North-East India Trip - The Beginnings

I cannot assure you that this piece will be as entertaining as this one here, by Chinmay Deshpande.
For one thing, we had no ravages of nature to deal with. For another, ours was not a group of strangers but a collection of guys so thoroughly knowledgeable about each other that we are beginning to run out of things to bicker about!


The conception of this trip can be traced to the first weeks of January, 2013. I was revising my primary school mathematics and I figured that 5 times 5000 gives me enough money to plan a trip, which could be, simultaneously, exotic and cheap. Of course, this was pre Rupee superannuation days. And the search for someplace exotic led me to, via Sri Lanka, Oman and wildly, even the USA (in a Saudi Air flight with a 16 hour stop over in Jeddah, with only a meager borrowing of 30% of the above amount from the most gracious parents), to North-East India.


The challenge was, of course, to rope in the people. Some dude in Bangalore was more interested in going to a place which he could describe as 'snarled or stalled in complete confusion'. But four others did sign-up and we decided to make the plans.

Historically, we, as a group of friends, have a poor track record in planning trips. The most common roadblock we have always had in our plans, when we were in Goa, would be that we would often have no vehicle to do the damned trip until about 5 minutes before it would be too late to set off. Naturally, when embarking for a trip as ambitious sounding as this one, the odds were against us.

Under constraints of a tight schedule, we chalked up a rough list of places we might want to see. We peppered each other with place names and ideas and struck some down, praised some and unanimously approved others. We planned an ambitious trek in Nagaland, fully aware that it might have to be scrapped if we didn't get the Inner Line Permit. We planned to go to some awesome caves in Meghalaya only to discover that its entrance is a pool and we have to swim to get in (which is a problem because some of us cannot swim). We booked train tickets but changed to flight after the trip was reduced to 10 days from 2 weeks.
But, surprisingly, something with a semblance to a plan did materialise. We did fix up 3 days in Arunachal Pradesh and 3 days in Meghalaya. We hoped that Nagaland would happen and we would get our permits from Shillong.

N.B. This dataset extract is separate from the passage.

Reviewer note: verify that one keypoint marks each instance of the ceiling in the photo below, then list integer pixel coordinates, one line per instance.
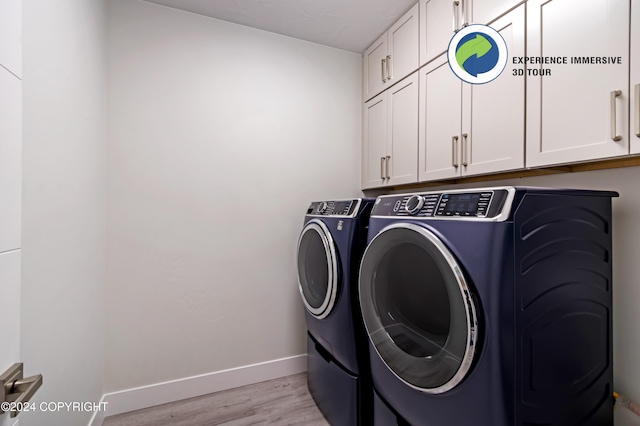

With that hope in mind, I boarded the flight in Pune at 5:50 in the morning. The rather long route to Guwahati from Pune via Chennai and Kolkata allowed me to check the progress of the monsoon (as I say to myself, often with a chuckle).

As I changed aircrafts in Kolkata amidst heavy rain and saw heavy clouds for hundreds of miles in every direction enroute to Guwahati, I wasn't exactly buoyed. But I was happy that, finally, after nearly 6 months of planning, amidst nothingness, I was going to someplace exciting.